Новые способности открылись случайно: расплавленная сталь брызнула ей на руку, не причинив ни боли, ни ожога.

– А ну-ка… – пробормотала Смилина, озарённая догадкой.

Она сунула руку в раскалённый горн – и ничего. Пышущие жаром угли дышали алым огнём в её горсти, и из груди Смилины вырвался смешок.

Чудеса продолжались. В работу она всегда вкладывала душу, а сейчас с кончиков её пальцев тянулись светящиеся нити, которые сплетались в узор. Рисунок менялся от малейшего мысленного повеления, оплетая клинок ножа, который Смилина ковала. Узор пел, будто сотни юных девушек серебристо тянули высокое, чистое «а-а-а».

С нежностью думая о Свободе, она ковала колечко. Волшебные пальцы тянули тончайшую скань, превращая её в золотое кружево, а тёплый мерцающий узор сам укладывал эту проволоку в рисунок. Синий яхонт из грубого, необработанного самородка превращался в каплю чистого света: душа камня сама нашёптывала, какая ему нужна огранка. И вот – на жаропрочной ладони Смилины лежал прелестный перстенёк, по размеру – как раз на девичий пальчик. Найти бы ту, с мыслями о которой он делался, прижать к груди, сесть рядом на песок и долго-долго смотреть на догорающий над лесом закат…

«Моё сердце будет жить, зная, что твоё продолжает биться». И эту боль лечили волшебные узоры, звеня инеем и заплетаясь в серебряное кружево серёжек. Пьянящие губы стали капельками, выточенными из сердолика, степные скулы увековечил на скалах ветер, а голос звенел в утренней песне птиц.

Смилине хотелось повидать семью Одинца, ставшую ей почти родной. Соскучилась она и по самому мастеру, давшему ей так много, и по его супруге-хлопотунье, и по мальчишкам… С нежной грустью вспоминала она Любоню, гадала: оправилась ли девушка от своей кручины, нашла ли другую любовь? Миновало уж три года, многое могло измениться.

Сделала Смилина колечко – скромное, с тремя маленькими медовыми яхонтами. Почему она выбрала эти солнечные камушки? Такой ей виделась Любоня – олицетворение тёплого летнего денька. И в волосах её горела озорная рыжинка, и в улыбке мягко золотилось простое, земное тепло. Обрадуется ли она подарку, улыбнётся ли? А может, швырнёт в лицо?..
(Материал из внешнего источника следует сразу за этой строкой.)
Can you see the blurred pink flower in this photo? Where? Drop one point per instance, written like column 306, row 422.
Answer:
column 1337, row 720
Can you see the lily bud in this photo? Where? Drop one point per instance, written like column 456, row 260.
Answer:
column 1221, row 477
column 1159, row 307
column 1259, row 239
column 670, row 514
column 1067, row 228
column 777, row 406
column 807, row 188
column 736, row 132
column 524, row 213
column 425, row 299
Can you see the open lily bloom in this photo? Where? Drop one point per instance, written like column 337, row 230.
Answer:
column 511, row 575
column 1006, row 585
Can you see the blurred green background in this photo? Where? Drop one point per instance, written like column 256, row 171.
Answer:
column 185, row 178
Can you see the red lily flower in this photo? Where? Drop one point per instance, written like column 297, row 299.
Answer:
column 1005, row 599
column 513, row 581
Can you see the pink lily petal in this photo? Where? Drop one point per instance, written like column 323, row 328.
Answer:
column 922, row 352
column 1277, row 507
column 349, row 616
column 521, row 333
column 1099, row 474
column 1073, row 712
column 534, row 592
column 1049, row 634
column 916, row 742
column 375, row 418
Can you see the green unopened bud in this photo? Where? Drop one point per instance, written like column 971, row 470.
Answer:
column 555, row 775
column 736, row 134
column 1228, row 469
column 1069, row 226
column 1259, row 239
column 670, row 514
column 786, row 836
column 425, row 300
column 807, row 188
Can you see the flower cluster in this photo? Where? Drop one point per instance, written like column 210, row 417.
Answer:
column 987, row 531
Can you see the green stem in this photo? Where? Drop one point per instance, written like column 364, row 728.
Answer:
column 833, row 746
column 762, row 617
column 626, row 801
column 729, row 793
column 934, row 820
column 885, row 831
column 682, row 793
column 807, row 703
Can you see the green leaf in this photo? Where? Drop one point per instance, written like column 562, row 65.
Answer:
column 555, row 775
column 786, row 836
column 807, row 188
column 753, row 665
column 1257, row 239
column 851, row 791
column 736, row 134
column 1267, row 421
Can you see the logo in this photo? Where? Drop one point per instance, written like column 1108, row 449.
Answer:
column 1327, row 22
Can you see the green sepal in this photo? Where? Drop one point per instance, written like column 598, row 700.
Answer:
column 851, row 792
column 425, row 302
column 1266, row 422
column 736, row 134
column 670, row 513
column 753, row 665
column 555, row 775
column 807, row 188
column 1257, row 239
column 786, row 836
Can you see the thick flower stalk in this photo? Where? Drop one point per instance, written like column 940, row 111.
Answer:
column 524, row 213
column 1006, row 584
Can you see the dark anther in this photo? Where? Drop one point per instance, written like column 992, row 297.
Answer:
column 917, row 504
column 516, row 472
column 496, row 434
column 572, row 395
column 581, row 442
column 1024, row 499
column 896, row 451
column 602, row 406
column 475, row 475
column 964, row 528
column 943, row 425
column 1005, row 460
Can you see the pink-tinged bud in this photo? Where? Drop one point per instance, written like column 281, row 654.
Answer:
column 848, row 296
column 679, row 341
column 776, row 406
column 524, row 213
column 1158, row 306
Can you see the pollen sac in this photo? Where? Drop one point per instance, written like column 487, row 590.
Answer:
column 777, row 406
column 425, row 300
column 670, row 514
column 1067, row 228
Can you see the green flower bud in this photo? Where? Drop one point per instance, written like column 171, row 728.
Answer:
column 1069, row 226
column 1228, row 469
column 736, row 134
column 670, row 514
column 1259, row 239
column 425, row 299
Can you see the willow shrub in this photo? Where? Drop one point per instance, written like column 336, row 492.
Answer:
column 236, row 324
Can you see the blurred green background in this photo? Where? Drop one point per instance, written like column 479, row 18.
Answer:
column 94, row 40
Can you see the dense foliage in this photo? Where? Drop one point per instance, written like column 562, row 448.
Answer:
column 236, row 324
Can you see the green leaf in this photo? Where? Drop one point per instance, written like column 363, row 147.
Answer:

Одинец был в кузне с сыновьями, а хозяйка пекла пироги. Увидев Смилину, она всплеснула белыми от муки руками и осела на лавку.

– Ты ли?.. Родненькая ты наша!

Смилина не ждала, что её встретят, как с войны, и в груди разлилось приятное тепло. Когда она сняла шапку, заблестев гладкой головой с чёрной косой на темени, младшие девочки вытаращили глаза, хозяйка тоже смутилась, но спрашивать постеснялась.

– Вид у тебя… цветущий, родимая, – только и молвила она, вытирая слёзы радости. – Хорошо дела идут?

Одета Смилина была теперь не в пример лучше, чем прежде: тёмно-синий вышитый кафтан, алый кушак с кистями, вместо чуней с онучами – сапоги. Работа начала окупаться и кормить её, по земле пошла добрая слава, и к ней потянулись ученицы, мечтавшие заполучить такой же волшебный дар. Вместо деревянной избушки Смилина выстроила каменный дом. Впору было задуматься о ладушке и детках…

– Не жалуюсь, матушка, – сдержанно улыбнулась оружейница. – А ваши дела как?

– Да всё по-старому, – ответила хозяйка.

Смилина наконец решилась затронуть то, что её больше всего волновало:

– Здорова ли Любоня?

Губы хозяйки задрожали, на глазах набрякли слёзы, и Смилина помертвела, ожидая услышать страшное. Сердце холодным камнем повисло под рёбрами.

– Беда нам с нею, – прошептала хозяйка. – Тает и сохнет, как деревце подрубленное… Не радуется ничему, сидит только в светёлке своей, шьёт… Мастерица стала знатная, но окромя работы этой ничего в её жизни нету. Кто сватался к ней – всем отказала. А теперь уж и не заезжают сваты вовсе, позабыли к нам дорожку. Так и стоит сундучок с приданым нетронутый.

Заледеневшее сердце оттаяло, горестное окаменение отступило, Смилина тихонько выдохнула. Главное – жива.

– По тебе её сердечко изболелось, по тебе одной тоска её неизбывная, – уткнувшись Смилине в плечо, опять размокла супруга Одинца. – Нет ей жизни без тебя! Вот, вот, посмотри!

Она проворно куда-то сбегала, поседевшая, но ещё подвижная и живая, а вернулась с платком в руках. Лёгкая, полувоздушная ткань раскинулась на столе, и с неё на Смилину глянуло её собственное лицо – как отражение. Оторопь наползла жужжащим колпаком, в обоих ушах будто комарьё запело.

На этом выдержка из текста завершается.